Part two of two: Yesterday – after a long weather delay – D.A. Points held on to overcome charges by better-known Dustin Johnson and Henrik Stenson and win the Shell Houston Open. This was the 36-year-old journeyman’s second career victory on the PGA Tour. Two years ago, the University of Illinois graduate captured the AT&T Pebble Beach National Pro-Am.
While life on the Tour appears to be all glamour, the truth is it’s a grind. Phil Mickelson and Rory McIlroy finished playing late Friday. On Saturday, my son and I arrived at Redstone Golf Club as the sun was peaking over the horizon. The practice and putting greens were filled with ‘fellow competitors.’ Phil and Rory – who barely made the cut – walked up within a few minutes, stretched, then started hitting wedges and slowly working through their bags until finishing with a few drives, some putts, and heading to the first hole. Then it was four hours of intense concentration, media interviews, a break for lunch and back to the practice tee.
In reality, the two stars utilized this tournament as a warm-up for The Masters in two weeks. Points, on the other hand, needs to make every dollar he can. It’s been a long road. He tried and failed four times to earn his playing card. In 2005, he finally made it through the torturous qualifying school, then missed the cut in 17 of 32 tournaments. In professional golf, you only get paid when you play on the weekends. Otherwise you go home… and incur all the expenses.
Points lost his card, failed to qualify twice more before making it back in 2009. While he still missed 46 cuts in 103 tournaments through 2012, his official winnings peaked at $2,000,000 in 2011, thanks to the victory at Pebble Beach. This year he was off to a rough start, missing cuts in seven of nine tournaments before breaking through here in Houston.
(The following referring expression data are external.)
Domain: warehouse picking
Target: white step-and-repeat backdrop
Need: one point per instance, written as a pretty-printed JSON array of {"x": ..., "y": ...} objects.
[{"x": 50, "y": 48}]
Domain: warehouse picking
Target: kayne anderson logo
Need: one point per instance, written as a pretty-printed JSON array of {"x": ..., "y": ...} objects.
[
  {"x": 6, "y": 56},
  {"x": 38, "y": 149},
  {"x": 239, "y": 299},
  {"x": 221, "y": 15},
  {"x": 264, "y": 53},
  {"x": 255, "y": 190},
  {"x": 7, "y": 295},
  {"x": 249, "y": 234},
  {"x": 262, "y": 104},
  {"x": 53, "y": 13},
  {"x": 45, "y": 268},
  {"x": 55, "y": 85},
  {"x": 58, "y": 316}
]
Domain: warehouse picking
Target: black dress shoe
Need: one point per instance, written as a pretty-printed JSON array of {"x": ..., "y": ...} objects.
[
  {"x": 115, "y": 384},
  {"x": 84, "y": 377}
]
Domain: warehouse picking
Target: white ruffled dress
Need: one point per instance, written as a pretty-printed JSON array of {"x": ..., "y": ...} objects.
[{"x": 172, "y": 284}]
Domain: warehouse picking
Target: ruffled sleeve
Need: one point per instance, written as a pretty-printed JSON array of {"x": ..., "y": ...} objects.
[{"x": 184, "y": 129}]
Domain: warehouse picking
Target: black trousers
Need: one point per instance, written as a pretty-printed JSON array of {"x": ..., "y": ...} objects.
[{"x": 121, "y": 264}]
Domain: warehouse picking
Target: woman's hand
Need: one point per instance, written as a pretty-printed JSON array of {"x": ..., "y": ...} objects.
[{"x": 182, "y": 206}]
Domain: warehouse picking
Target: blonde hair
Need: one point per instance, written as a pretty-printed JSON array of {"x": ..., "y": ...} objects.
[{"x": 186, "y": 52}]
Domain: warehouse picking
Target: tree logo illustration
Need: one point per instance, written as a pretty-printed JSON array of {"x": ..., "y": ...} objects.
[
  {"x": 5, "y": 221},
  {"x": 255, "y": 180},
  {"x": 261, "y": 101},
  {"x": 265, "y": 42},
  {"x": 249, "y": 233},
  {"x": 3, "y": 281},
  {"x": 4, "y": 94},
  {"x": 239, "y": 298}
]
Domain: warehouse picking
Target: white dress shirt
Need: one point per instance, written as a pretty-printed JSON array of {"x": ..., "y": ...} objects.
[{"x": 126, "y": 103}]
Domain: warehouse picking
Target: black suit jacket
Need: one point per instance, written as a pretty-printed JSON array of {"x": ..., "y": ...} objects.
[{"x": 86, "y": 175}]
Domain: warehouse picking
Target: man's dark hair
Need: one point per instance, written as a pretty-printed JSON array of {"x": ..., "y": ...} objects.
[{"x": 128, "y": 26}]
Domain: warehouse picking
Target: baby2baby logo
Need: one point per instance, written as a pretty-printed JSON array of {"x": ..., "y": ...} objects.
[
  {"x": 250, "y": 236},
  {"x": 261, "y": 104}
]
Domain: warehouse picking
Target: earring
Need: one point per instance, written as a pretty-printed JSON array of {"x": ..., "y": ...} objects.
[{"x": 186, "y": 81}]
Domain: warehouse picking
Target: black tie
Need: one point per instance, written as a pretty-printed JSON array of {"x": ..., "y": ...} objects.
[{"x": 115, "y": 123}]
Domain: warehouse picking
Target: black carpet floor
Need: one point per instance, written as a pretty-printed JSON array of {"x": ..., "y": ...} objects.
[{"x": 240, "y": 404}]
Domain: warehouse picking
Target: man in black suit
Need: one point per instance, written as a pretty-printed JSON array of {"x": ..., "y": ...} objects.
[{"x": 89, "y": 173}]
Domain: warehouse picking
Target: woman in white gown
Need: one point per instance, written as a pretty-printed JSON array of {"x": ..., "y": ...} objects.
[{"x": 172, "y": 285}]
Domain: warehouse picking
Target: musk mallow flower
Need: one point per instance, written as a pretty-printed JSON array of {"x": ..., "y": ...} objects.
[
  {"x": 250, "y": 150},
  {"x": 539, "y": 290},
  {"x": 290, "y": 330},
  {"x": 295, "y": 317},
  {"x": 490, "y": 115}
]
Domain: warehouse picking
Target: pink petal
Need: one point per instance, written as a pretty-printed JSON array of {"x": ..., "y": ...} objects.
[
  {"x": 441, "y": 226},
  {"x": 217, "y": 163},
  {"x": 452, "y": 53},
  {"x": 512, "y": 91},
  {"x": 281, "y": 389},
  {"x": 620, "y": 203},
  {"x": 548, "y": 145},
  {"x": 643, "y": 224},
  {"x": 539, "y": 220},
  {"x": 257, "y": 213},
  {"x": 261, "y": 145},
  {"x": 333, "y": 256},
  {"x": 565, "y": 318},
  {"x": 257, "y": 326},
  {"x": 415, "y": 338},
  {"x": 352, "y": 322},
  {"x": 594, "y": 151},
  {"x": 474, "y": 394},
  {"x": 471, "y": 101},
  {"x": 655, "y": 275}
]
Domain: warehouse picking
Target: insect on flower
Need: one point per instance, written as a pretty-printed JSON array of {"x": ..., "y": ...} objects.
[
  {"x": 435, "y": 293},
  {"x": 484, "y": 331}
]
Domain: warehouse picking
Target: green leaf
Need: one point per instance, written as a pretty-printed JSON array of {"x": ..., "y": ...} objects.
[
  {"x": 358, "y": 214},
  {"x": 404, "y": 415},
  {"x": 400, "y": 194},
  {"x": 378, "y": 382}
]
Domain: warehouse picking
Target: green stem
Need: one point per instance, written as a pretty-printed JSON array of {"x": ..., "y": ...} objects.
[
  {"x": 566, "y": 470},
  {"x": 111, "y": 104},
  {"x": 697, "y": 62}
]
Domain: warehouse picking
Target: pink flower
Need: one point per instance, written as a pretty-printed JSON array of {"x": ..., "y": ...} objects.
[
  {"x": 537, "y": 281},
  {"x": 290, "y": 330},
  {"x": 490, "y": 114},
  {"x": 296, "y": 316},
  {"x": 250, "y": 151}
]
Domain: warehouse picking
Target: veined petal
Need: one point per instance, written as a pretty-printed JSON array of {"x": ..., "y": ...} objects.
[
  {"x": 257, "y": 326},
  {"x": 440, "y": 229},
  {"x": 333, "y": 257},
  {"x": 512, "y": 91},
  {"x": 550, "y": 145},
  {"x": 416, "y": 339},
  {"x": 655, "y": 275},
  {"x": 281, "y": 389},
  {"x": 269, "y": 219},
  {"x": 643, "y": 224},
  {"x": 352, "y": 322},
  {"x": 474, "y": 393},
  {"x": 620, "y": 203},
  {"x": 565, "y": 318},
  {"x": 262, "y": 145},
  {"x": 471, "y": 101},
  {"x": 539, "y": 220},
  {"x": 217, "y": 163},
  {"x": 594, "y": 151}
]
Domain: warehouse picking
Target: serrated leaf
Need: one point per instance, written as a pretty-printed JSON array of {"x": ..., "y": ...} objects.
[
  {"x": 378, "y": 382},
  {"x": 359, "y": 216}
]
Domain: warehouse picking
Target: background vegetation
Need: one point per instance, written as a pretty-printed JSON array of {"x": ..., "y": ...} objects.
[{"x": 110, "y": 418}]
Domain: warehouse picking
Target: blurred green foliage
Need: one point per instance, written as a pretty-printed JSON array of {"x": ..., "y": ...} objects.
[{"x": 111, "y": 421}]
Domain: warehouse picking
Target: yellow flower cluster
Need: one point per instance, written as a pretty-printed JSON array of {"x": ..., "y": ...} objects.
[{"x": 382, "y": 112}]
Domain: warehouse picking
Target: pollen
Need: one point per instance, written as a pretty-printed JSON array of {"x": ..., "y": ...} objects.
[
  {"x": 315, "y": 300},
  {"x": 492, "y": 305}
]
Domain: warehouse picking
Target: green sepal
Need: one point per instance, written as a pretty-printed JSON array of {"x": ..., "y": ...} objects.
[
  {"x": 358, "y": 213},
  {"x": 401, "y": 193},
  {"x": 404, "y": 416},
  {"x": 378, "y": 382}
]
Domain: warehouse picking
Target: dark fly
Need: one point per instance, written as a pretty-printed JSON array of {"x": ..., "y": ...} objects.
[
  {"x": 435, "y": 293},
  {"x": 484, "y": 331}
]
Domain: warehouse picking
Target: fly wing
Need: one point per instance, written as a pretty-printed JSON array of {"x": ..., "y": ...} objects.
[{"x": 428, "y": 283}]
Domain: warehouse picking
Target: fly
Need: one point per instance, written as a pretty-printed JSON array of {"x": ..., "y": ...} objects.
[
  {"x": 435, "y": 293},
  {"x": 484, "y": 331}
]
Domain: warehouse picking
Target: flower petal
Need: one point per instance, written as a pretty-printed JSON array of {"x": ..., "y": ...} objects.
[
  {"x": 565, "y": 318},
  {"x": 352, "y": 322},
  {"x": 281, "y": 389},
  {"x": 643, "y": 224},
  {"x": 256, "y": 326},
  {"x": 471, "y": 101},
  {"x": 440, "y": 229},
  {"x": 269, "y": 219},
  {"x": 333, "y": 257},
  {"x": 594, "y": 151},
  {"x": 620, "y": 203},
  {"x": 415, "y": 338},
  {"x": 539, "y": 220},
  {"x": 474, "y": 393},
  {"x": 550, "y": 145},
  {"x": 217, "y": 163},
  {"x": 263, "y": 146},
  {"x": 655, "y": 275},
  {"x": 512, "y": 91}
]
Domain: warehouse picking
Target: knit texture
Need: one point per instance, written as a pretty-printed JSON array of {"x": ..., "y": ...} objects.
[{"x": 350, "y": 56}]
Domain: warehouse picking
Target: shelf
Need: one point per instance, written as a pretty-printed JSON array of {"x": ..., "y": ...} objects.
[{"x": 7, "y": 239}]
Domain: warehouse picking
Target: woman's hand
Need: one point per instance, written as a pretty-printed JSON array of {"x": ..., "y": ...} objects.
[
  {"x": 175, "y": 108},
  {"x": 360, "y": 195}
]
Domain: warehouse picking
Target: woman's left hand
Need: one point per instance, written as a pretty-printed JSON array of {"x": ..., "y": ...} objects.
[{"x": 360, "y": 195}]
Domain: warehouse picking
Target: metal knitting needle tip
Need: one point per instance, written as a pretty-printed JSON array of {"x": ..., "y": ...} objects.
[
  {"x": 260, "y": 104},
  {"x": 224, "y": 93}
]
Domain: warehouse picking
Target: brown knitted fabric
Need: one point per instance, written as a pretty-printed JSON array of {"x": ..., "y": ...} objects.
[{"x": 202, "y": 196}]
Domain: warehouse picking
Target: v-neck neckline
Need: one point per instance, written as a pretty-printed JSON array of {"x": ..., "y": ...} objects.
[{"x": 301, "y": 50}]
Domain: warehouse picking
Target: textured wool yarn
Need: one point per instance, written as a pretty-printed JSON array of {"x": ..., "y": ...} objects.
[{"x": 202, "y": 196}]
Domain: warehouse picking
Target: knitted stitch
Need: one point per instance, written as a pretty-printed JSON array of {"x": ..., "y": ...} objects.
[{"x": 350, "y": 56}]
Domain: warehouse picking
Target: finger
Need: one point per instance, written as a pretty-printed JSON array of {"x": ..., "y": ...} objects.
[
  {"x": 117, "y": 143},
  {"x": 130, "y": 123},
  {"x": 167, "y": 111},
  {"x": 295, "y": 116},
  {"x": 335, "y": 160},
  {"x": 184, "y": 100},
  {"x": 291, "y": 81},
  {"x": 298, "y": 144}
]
While being a golf star brings with it millions of dollars, the majority of players struggle to remain among the top 125 money winners each year and keep their playing privileges. To steal a line from the film Trading Places, the PGA Tour is “the last bastion of real pure capitalism on earth.” To survive takes skill, athleticism, stamina, discipline and mental toughness. Spend a day on the course watching even unknown players and you’ll be impressed. You’ll also want to encourage your kids to have Plan B.